Yes - driving an illegal service or using it could be can construed as such...


----------



## RippGutt (Sep 6, 2014)

Ok, citizen arrest all you want... The heading will one day read "Limo driver attempting to arrest citizen loses life in the process" ... Anyway, best of luck on your fight!


----------



## Sydney Uber (Apr 15, 2014)

RippGutt said:


> Ok, citizen arrest all you want... The heading will one day read "Limo driver attempting to arrest citizen loses life in the process" ... Anyway, best of luck on your fight!


GOD spare me! I'm one of only a few Sydney voices on this forum and I get lumped in with Russell the Oral Muscle as a Sydney rep!

RippGutt - honestly Sydney is a big place, almost 5million people, but when a British Import like Russell starts marking his territory, Sydney starts feeling real small. Keep me away!


----------



## Jeeves (Apr 10, 2014)

Interesting how many forum members are anti Uber, and don't even drive for Uber. I think individuals are silly to think they can fight a humungous corporation by posting on a forum created for the employees. In other words, if you don't drive Uber, you are wasting your life on this forum. And in the same respect, citizen arrest of a driver, laughable, and most likely unlawful.


----------



## Sydney Uber (Apr 15, 2014)

Jeeves said:


> Interesting how many forum members are anti Uber, and don't even drive for Uber. I think individuals are silly to think they can fight a humungous corporation by posting on a forum created for the employees. In other words, if you don't drive Uber, you are wasting your life on this forum.
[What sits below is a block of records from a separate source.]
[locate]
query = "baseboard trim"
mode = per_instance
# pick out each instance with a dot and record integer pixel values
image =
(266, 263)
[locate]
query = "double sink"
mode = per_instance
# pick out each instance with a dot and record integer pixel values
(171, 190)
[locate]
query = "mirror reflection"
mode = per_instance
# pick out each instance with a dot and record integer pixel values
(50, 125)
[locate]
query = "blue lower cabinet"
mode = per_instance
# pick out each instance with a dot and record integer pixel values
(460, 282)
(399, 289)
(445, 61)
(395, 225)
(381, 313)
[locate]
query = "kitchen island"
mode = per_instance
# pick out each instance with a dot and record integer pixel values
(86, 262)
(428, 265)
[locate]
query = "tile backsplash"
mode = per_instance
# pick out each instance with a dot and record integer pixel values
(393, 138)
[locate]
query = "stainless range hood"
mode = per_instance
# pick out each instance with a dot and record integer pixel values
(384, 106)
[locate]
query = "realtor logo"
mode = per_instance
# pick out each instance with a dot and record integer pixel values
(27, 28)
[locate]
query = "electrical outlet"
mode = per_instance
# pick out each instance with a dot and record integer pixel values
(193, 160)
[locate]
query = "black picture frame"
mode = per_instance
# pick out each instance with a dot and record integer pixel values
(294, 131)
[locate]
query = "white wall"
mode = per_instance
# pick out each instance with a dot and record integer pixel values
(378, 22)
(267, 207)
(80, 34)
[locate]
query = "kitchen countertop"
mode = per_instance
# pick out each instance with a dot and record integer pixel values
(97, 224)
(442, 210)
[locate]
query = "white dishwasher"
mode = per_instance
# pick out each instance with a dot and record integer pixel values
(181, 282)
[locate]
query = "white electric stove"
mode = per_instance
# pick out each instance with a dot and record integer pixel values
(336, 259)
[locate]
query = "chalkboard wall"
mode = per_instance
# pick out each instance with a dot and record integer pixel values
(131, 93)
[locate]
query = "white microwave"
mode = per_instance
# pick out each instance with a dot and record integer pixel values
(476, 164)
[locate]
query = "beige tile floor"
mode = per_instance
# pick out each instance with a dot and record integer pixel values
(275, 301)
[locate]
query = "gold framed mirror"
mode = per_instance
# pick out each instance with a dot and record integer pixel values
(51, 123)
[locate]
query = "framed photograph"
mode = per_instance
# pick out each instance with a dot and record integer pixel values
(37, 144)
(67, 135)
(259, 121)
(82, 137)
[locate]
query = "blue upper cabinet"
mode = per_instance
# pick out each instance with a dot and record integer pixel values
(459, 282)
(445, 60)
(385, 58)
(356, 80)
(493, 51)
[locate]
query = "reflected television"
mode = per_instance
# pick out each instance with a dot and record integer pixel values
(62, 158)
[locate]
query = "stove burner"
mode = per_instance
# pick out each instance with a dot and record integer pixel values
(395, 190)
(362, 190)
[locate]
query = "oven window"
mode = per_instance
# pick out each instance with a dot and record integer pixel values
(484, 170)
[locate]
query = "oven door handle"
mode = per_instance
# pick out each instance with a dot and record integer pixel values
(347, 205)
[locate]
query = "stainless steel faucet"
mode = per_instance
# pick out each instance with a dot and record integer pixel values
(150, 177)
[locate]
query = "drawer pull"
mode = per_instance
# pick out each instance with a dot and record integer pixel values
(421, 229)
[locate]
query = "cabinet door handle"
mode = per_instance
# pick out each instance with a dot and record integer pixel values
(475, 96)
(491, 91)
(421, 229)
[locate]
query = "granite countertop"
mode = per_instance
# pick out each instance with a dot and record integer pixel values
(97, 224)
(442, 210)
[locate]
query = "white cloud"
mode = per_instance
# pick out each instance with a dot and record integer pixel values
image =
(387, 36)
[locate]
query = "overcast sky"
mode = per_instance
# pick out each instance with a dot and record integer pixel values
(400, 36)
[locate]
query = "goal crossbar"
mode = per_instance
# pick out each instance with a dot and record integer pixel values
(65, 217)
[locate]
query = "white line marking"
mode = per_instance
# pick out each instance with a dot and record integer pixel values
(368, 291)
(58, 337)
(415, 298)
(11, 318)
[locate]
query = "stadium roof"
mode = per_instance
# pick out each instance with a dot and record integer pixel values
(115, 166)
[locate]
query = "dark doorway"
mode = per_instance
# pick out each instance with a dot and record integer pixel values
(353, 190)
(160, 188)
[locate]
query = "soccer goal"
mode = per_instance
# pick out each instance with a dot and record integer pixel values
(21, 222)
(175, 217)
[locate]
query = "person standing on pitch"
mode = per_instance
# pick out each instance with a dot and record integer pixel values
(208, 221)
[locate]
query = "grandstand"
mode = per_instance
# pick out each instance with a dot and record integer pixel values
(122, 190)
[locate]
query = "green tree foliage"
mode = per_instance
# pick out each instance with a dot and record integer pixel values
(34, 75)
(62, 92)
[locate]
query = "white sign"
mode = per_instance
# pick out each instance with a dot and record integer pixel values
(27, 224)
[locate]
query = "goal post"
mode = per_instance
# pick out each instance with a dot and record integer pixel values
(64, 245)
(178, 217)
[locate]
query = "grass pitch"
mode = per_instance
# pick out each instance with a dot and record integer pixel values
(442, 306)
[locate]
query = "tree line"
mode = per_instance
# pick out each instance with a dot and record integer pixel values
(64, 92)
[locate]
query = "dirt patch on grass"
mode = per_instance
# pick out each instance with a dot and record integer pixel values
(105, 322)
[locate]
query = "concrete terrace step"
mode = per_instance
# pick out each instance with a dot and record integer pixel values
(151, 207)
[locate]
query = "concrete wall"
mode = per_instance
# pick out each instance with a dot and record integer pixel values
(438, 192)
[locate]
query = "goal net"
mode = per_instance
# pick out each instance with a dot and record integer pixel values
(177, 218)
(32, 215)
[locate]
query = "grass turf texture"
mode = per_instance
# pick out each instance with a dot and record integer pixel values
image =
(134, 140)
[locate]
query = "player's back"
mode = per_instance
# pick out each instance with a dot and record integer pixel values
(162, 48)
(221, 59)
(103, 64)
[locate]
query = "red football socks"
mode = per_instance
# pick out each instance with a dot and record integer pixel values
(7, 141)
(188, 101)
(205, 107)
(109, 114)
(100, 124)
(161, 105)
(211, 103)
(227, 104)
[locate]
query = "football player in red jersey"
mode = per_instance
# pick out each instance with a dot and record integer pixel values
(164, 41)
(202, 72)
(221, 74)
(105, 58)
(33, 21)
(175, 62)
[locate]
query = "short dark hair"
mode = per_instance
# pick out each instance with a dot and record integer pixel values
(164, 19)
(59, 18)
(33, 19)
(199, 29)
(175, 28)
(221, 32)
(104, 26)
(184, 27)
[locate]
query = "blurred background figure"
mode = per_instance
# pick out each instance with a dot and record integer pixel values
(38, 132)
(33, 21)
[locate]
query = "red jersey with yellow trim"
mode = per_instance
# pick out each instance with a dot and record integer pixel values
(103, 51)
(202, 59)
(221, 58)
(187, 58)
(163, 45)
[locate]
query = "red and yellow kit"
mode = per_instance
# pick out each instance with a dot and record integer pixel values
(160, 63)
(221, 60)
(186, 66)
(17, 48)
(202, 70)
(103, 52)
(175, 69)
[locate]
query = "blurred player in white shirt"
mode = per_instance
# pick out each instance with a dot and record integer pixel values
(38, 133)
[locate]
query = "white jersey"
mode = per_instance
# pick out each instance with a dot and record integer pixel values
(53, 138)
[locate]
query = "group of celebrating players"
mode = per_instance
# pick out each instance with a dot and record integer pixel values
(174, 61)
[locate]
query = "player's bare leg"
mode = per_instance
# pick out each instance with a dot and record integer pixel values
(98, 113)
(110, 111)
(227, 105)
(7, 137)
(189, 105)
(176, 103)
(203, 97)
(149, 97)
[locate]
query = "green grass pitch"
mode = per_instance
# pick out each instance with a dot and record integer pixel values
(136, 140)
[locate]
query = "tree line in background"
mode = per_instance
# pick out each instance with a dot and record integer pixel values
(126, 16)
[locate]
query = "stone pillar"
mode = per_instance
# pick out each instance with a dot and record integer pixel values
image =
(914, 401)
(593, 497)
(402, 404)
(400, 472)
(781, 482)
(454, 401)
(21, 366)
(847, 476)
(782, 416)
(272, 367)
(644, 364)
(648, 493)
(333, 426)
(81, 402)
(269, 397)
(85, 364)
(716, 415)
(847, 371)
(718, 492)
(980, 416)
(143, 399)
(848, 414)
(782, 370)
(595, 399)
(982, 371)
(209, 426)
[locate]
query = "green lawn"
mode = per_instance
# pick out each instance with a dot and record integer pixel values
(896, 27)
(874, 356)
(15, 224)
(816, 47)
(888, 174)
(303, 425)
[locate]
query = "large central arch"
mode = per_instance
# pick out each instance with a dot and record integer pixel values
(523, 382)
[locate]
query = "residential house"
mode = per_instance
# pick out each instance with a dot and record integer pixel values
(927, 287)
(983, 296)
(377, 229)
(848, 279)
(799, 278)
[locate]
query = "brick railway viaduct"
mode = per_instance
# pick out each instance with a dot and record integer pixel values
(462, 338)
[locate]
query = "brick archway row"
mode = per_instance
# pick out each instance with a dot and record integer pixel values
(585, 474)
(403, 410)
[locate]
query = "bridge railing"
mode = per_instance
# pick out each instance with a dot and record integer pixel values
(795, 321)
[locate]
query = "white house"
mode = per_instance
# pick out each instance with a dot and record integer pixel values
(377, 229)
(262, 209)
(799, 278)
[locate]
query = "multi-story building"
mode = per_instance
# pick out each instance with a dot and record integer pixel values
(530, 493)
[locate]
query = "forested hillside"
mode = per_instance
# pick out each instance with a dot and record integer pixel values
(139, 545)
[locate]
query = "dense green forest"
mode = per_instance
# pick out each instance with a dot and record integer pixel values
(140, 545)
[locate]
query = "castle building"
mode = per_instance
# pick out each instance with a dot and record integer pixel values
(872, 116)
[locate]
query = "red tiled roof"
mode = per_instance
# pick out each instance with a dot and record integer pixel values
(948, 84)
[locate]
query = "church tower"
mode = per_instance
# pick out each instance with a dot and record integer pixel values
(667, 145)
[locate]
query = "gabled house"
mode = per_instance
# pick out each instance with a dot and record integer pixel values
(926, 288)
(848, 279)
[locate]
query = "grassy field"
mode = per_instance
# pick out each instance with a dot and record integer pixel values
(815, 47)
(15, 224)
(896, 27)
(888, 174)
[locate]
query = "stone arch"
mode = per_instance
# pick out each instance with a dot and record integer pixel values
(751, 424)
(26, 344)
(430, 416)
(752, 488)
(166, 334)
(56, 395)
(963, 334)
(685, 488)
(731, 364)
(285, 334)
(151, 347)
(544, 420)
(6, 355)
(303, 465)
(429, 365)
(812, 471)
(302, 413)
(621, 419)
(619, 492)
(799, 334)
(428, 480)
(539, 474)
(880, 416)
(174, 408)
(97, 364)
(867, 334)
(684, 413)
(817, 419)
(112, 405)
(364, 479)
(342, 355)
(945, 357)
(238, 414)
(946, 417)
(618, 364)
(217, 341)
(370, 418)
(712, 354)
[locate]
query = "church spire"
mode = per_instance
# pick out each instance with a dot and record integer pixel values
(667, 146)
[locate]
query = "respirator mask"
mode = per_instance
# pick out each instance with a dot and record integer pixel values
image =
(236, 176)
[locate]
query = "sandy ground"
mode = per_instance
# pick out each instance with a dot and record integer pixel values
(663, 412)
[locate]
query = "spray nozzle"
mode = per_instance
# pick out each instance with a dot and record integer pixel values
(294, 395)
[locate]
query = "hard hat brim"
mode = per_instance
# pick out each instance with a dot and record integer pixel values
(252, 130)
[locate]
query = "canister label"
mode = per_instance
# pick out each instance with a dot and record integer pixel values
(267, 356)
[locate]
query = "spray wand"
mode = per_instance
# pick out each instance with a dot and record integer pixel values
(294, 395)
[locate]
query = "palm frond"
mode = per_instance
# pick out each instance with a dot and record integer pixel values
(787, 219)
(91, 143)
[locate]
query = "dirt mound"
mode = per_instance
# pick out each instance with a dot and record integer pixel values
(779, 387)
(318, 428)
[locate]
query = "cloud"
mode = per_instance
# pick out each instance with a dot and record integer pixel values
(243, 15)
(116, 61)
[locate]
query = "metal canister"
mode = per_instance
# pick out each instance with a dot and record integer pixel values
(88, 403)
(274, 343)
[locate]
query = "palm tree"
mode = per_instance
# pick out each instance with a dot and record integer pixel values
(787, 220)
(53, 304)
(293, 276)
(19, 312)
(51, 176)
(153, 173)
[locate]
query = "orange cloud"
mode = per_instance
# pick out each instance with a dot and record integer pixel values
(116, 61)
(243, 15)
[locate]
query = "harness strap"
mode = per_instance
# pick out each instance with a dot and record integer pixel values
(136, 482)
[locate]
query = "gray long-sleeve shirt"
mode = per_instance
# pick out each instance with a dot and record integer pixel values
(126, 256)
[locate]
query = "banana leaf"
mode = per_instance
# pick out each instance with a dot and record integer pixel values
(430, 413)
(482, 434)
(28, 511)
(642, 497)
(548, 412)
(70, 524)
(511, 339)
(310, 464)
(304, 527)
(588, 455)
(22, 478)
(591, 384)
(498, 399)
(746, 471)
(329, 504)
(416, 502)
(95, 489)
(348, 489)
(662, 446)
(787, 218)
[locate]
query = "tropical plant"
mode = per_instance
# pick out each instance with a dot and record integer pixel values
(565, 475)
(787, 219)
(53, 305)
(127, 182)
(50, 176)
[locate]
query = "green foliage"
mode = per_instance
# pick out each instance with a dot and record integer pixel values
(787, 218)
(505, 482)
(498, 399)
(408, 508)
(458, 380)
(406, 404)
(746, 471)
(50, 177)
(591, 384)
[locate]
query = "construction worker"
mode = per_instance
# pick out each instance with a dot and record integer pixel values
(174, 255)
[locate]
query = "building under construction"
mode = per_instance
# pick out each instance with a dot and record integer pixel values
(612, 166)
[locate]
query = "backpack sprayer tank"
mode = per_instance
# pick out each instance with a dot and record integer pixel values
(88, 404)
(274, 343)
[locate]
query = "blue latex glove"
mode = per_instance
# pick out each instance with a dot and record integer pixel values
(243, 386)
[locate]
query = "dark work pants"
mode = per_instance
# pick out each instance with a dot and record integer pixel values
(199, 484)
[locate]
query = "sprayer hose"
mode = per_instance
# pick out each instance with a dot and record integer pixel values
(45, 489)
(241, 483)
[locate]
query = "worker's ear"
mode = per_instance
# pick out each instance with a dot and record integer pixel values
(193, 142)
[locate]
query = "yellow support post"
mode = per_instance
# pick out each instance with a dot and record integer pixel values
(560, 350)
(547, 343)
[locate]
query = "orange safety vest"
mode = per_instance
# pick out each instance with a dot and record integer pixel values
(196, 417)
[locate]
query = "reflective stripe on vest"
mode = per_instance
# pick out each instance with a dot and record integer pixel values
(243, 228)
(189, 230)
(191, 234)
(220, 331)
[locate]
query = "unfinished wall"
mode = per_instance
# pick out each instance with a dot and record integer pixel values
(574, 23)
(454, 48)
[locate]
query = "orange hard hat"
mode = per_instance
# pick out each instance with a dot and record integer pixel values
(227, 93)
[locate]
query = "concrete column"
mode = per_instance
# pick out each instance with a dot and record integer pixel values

And in the same respect, citizen arrest of a driver, laughable, and most likely unlawful.


Yeah look up his other past ventures - ecotaxis, 131007 Taxis, and 2 weeks as the manager of a taxi car wash.


----------



## UberCemetery (Sep 4, 2014)

*Someone Just Tried To Perform A Citizen's Arrest Of An UberX Driver In Sydney, And He Vows To Do It Again *

*http://www.gizmodo.com.au/2014/10/s...citizens-arrest-of-an-uberx-driver-in-sydney/*


----------



## where's the beef? (Sep 16, 2014)

Jeeves said:


> Interesting how many forum members are anti Uber, and don't even drive for Uber. I think individuals are silly to think they can fight a humungous corporation by posting on a forum created for the employees. In other words, if you don't drive Uber, you are wasting your life on this forum. And in the same respect, citizen arrest of a driver, laughable, and most likely unlawful.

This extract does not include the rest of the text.